Yes. Because RB is the least intelligent position on offense to give big money because it's so easy to get cheap quality production.
That is pretty much the opinion you have maintained since the Murray debacle began toward the end of 2014. However, I submit the reasoning behind opinions like yours are not so much originated by the person with the opinion, but the press, who represents the spoon-fed opiate of the league that running back is passe and not worth the money.
Lots of points, lots of action, lots of interest. Thus the rules favoring passing.
Meaning the influence of the information on sport's shows represent itself as a reality of the league's thinking, and is then echoed by fans who nod along. This seed was planted, right or wrong.Then it is regurgitated on message boards like this one as an immutable truth..
Normally by the fan who wants to appear to others like he is in the know, or is one of those glassy-eyed fans who find thinking for themselves to be a labor that doesn't suit.
An example is "defense wins championship." This is something you see here, because it is portrayed as fact. If that were the case, then the 1985 Bears did not need Payton and that offense since the defense was clearly superior to every other offense in the league.

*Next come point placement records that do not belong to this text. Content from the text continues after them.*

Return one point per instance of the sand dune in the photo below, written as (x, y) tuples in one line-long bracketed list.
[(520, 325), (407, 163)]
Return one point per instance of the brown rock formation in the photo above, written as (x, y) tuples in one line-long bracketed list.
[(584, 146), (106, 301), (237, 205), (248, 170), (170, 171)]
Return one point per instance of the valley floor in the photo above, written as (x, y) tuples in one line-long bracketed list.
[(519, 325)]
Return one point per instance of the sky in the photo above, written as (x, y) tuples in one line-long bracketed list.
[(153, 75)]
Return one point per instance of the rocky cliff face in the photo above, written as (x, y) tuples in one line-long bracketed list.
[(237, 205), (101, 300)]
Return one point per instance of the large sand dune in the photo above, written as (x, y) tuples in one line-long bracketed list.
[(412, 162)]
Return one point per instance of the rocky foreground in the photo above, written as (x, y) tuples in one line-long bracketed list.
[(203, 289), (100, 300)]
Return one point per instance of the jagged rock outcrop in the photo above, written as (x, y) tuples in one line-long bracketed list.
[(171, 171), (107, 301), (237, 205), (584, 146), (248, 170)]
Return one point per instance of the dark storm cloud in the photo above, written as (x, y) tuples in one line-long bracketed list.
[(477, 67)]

But, and this is key. Going forward, were the Cowboys to utilize Elliot in a similar fashion to Murray, and within the next few years win the Super Bowl, you would see a rush of teams bolstering their offensive line and drafting running backs near the top of the first round. The league would then come to a belief a dominant running game, married to an efficient passing game, is the new road to success.

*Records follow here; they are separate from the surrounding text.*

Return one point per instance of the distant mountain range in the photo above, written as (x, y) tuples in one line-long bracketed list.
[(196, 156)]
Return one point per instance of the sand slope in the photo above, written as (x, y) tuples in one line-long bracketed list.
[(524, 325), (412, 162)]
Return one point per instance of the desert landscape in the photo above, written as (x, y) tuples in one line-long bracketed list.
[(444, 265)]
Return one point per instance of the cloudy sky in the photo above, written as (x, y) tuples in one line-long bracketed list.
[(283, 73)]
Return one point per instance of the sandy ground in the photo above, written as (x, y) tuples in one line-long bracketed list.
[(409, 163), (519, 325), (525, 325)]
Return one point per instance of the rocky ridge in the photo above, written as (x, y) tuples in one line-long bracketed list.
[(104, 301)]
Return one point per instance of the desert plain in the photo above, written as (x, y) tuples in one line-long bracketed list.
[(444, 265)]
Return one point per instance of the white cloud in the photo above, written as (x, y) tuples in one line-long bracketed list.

So many in the press claim this is a copycat league. And the only reason the league did not follow the path of the 2014 Cowboys was the results of that season.
Murray leaving this team and going to the Eagles offers a false support of the fallacy that the running game is not important. Passing is the be-all end-all for some. Had Murray been retained by the Cowboys, the likelihood of Romo's injury and resultant seasonal outcome could very well be vastly different since defenses didn't have a clear cut objective of "break Romo" since Murray created the 8 in a box response to the Dallas running game.
More to the point, this board was filled with armchair experts professing with their charts and graphs how the passing game is all important, and just any schlub in a uniform could gain the needed yards behind this line because of said passing game. They further expounded the ball control notion was a myth slain by mathematical factions they reported here in posts.
But then the people who played the game working for the NFL channel, or in some cases were actual GM's in the league at one time, just prior to the draft suggested the running attack is still a fearsome weapon in the arsenal of the offense. This was followed up by the praise of the selection of Elliott by ESPN and NFLN when he was selected 4th over-all.
I discount the value pick theory since Montana or Brady would still have been just as valuable had they been selected 1st over-all, as would E. Smith, R Staubach and many others. The value is again a mathematical equation which is still based on an opinion.
To sum up, your comment here about the intelligence of this pick is no more or less accurate than any fan on this board. Me included. And less likely to be correct since we all are simply fans who, when watching the game on TV, don't even see the entire field when the ball is snapped.
We live in a bubble of fiction, created by the league to garner interest, by concealing their truth because they have competitors, and espoused by the press who is complicit.
Sort of sounds like the BS slung about politics, doesn't it?